The problem I blogged about in this post - that no two aggregated thefts are alike and therefore it might be difficult to determine whether different patterns of aggregation are based on the facts of the case or inconsistent application of policy - is far less of a problem in cases where the state seeks to upward depart.

The range of non-trivial reasons to upward depart is much more narrow. If the state seeks to upward depart based on "persistent involvement based on same or similar criminal activity," it is not difficult to compare your client's criminal history with those defendants with worse criminal histories against whom the state did not seek to depart upwardly. Even easier, "on supervision." I'm sure there are many defendants who were on some sort of supervised release against whom the state did not give notice, which means the state needs to articulate some other policy basis for the inconsistent application or it's an equal privileges violation. More amorphous departure factors, such as "harm substantially greater than typical," are easier to place on a spectrum of similar crimes and similar harms - for the purposes of comparison - than aggregation of thefts.

The first step is to get a copy of the DA's policy on upward departure. You really should start thinking about getting it the moment you get a notice from the DA's office, just in case there's a fight over obtaining the policy. You do not want to be fighting over the existence of a policy in the last day or two before getting ready for trial. And it may turn out to be quite easy. Call up the prosecutor and ask. Or, if necessary, get permission for a pre-trial subpoena. Or use a freedom of information request. The bottom line is, just get it. And if you are stymied every step of the way, just file the equal privileges challenge and subpoena the DA to the hearing. If you've got a big enough office where you receive upward departure notices routinely, eventually even the most obstinant DA will just turn over the policy rather than be subjected to a variety of cross-examinations. But I have confidence that most offices will be reasonable and would be happy to provide any written policy - or an affidavit describing the unwritten policy - if approached professionally.

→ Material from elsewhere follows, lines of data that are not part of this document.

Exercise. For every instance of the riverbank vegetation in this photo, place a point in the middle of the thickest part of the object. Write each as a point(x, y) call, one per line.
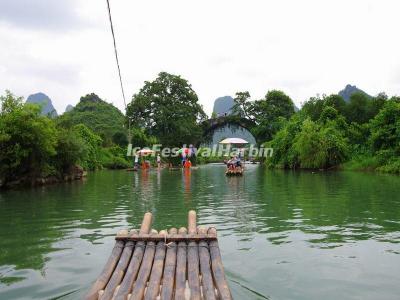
point(328, 132)
point(37, 149)
point(362, 133)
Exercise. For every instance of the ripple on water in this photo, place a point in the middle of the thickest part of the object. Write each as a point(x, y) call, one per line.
point(272, 226)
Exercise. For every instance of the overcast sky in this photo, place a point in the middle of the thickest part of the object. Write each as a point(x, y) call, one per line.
point(64, 48)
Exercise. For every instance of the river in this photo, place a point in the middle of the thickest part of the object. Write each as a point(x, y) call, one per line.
point(283, 235)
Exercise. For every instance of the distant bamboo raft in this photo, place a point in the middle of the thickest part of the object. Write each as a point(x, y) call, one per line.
point(178, 264)
point(234, 172)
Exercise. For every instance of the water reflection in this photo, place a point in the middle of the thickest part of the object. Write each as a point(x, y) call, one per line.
point(54, 240)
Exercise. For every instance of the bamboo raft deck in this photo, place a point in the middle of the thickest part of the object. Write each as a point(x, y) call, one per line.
point(178, 264)
point(234, 172)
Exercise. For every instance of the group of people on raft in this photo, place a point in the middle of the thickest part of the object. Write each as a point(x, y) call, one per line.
point(234, 165)
point(141, 161)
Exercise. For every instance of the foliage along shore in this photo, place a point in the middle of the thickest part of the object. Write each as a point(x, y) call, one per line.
point(327, 132)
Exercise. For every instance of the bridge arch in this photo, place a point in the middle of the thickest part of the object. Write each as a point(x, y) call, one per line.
point(222, 127)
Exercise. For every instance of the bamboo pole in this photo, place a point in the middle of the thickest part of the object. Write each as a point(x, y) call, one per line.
point(205, 267)
point(106, 273)
point(218, 269)
point(169, 270)
point(193, 260)
point(180, 277)
point(144, 272)
point(119, 271)
point(133, 268)
point(153, 288)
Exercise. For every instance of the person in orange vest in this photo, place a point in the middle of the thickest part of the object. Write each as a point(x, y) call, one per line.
point(188, 163)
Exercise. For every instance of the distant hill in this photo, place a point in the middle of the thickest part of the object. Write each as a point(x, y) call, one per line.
point(103, 118)
point(350, 90)
point(69, 108)
point(223, 105)
point(43, 100)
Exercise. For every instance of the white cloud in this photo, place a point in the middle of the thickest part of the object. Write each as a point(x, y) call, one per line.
point(221, 47)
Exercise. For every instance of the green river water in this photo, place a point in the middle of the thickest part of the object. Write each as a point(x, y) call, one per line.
point(283, 235)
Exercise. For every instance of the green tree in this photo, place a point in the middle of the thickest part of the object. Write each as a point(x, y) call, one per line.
point(357, 109)
point(168, 109)
point(91, 144)
point(270, 113)
point(385, 128)
point(27, 139)
point(103, 118)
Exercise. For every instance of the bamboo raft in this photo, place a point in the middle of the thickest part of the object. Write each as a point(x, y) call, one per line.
point(178, 264)
point(234, 172)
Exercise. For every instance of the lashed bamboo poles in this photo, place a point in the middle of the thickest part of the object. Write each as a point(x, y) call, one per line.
point(179, 265)
point(193, 260)
point(133, 268)
point(169, 270)
point(180, 277)
point(107, 271)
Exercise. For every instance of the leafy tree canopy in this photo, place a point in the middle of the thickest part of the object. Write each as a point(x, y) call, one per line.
point(101, 117)
point(268, 113)
point(168, 109)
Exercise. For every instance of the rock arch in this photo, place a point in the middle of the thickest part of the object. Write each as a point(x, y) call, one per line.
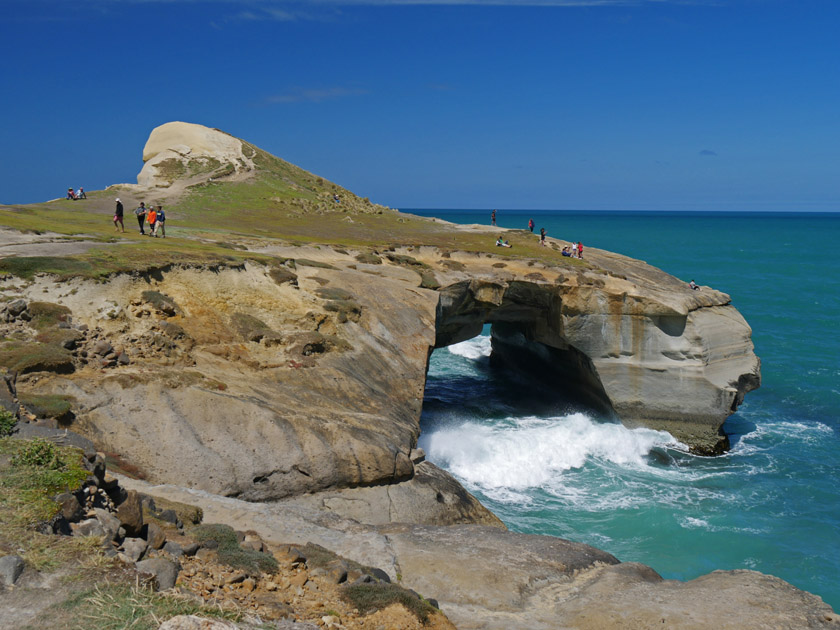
point(670, 363)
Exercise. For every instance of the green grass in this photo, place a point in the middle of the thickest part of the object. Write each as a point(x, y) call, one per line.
point(280, 201)
point(35, 357)
point(33, 476)
point(8, 421)
point(122, 607)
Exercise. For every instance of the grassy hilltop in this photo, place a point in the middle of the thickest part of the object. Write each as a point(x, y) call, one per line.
point(216, 216)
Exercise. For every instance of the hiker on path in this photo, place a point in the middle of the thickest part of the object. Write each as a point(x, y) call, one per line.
point(140, 213)
point(118, 212)
point(152, 218)
point(161, 222)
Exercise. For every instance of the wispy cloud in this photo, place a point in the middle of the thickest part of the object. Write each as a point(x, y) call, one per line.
point(312, 95)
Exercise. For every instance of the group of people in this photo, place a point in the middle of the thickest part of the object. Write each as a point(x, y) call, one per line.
point(153, 215)
point(575, 250)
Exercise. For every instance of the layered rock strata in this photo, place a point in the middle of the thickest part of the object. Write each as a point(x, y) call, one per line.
point(268, 382)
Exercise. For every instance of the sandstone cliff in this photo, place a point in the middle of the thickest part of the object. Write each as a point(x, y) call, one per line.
point(279, 365)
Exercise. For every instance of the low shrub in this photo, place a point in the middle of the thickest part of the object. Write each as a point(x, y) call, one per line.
point(39, 453)
point(7, 423)
point(36, 357)
point(46, 314)
point(375, 596)
point(369, 258)
point(230, 553)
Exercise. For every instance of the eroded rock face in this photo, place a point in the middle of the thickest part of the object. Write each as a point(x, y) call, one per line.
point(177, 151)
point(492, 579)
point(262, 390)
point(640, 345)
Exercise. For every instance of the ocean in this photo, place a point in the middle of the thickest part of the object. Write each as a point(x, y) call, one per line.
point(771, 504)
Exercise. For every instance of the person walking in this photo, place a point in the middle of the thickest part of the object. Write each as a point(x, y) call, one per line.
point(152, 218)
point(140, 213)
point(118, 214)
point(161, 222)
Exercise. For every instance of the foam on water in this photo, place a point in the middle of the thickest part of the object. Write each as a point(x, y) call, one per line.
point(530, 452)
point(473, 349)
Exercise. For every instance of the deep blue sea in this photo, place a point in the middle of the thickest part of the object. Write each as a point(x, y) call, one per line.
point(771, 504)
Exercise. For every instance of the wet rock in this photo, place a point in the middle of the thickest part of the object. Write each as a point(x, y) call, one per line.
point(11, 567)
point(165, 572)
point(16, 307)
point(155, 536)
point(102, 348)
point(130, 513)
point(88, 527)
point(134, 548)
point(70, 508)
point(110, 523)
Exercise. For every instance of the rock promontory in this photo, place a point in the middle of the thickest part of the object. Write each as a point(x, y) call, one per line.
point(269, 364)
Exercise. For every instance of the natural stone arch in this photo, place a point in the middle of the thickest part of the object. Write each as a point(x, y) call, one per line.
point(527, 335)
point(655, 358)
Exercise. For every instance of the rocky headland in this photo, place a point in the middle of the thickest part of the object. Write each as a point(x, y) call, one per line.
point(267, 363)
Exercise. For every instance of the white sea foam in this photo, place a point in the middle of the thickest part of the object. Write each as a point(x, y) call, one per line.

Once you have that policy, then you need to find cases of inconsistent application. How you do this will depend on a number of factors - not least of which is the size of the office in which you work - but other defense lawyers have an incentive to cooperate and share the notices they've received (or haven't received) in similar (though preferably closed) cases.

Of course, if the state isn't threatening any of your clients with upward departures, then you're quite justified in keeping veddy, veddy quiet.